By analyzing existing cross correlation between CPI Computer Peripherals and Coca Cola HBC AG, you can compare the effects of market volatilities on CPI Computer and Coca Cola and check how they will diversify away market risk if combined in the same portfolio for a given time horizon. You can also utilize pair trading strategies of matching a long position in CPI Computer with a short position of Coca Cola. Check out your portfolio center. Please also check ongoing floating volatility patterns of CPI Computer and Coca Cola.

Diversification Opportunities for CPI Computer and Coca Cola

-0.22
  Correlation Coefficient

Very good diversification

The 3 months correlation between CPI and Coca is -0.22. Overlapping area represents the amount of risk that can be diversified away by holding CPI Computer Peripherals and Coca Cola HBC AG in the same portfolio, assuming nothing else is changed. The correlation between historical prices or returns on Coca Cola HBC and CPI Computer is a relative statistical measure of the degree to which these equity instruments tend to move together. The correlation coefficient measures the extent to which returns on CPI Computer Peripherals are associated (or correlated) with Coca Cola. Values of the correlation coefficient range from -1 to +1, where. The correlation of zero (0) is possible when the price movement of Coca Cola HBC has no effect on the direction of CPI Computer i.e., CPI Computer and Coca Cola go up and down completely randomly.

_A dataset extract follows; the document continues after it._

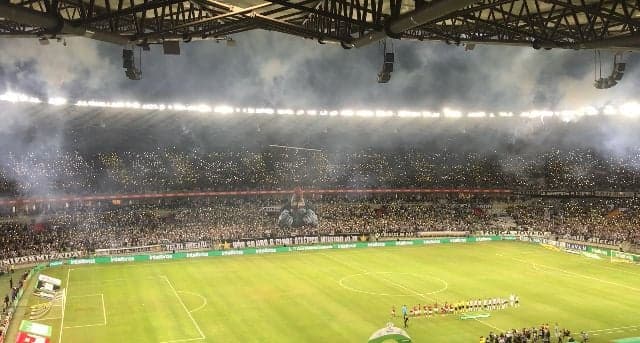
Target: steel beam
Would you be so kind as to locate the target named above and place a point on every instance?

Pair Corralation between CPI Computer and Coca Cola

Assuming the 90 days trading horizon CPI Computer Peripherals is expected to under-perform the Coca Cola. In addition to that, CPI Computer is 1.82 times more volatile than Coca Cola HBC AG. It trades about -0.16 of its total potential returns per unit of risk. Coca Cola HBC AG is currently generating about 0.15 per unit of volatility. If you would invest  3,262  in Coca Cola HBC AG on August 28, 2024 and sell it today you would earn a total of  120.00  from holding Coca Cola HBC AG or generate 3.68% return on investment over 90 days.
Time Period3 Months [change]
DirectionMoves Against 
StrengthInsignificant
Accuracy100.0%
ValuesDaily Returns

CPI Computer Peripherals  vs.  Coca Cola HBC AG

 Performance 
       Timeline  
CPI Computer Peripherals 

Risk-Adjusted Performance

0 of 100

 
Weak
 
Strong
Very Weak
Over the last 90 days CPI Computer Peripherals has generated negative risk-adjusted returns adding no value to investors with long positions. In spite of uncertain performance in the last few months, the Stock's forward indicators remain comparatively stable which may send shares a bit higher in December 2024. The newest uproar may also be a sign of mid-term up-swing for the firm private investors.
Coca Cola HBC 

Risk-Adjusted Performance

2 of 100

 
Weak
 
Strong
Modest
Compared to the overall equity markets, risk-adjusted returns on investments in Coca Cola HBC AG are ranked lower than 2 (%) of all global equities and portfolios over the last 90 days. In spite of comparatively stable technical and fundamental indicators, Coca Cola is not utilizing all of its potentials. The newest stock price uproar, may contribute to short-horizon losses for the private investors.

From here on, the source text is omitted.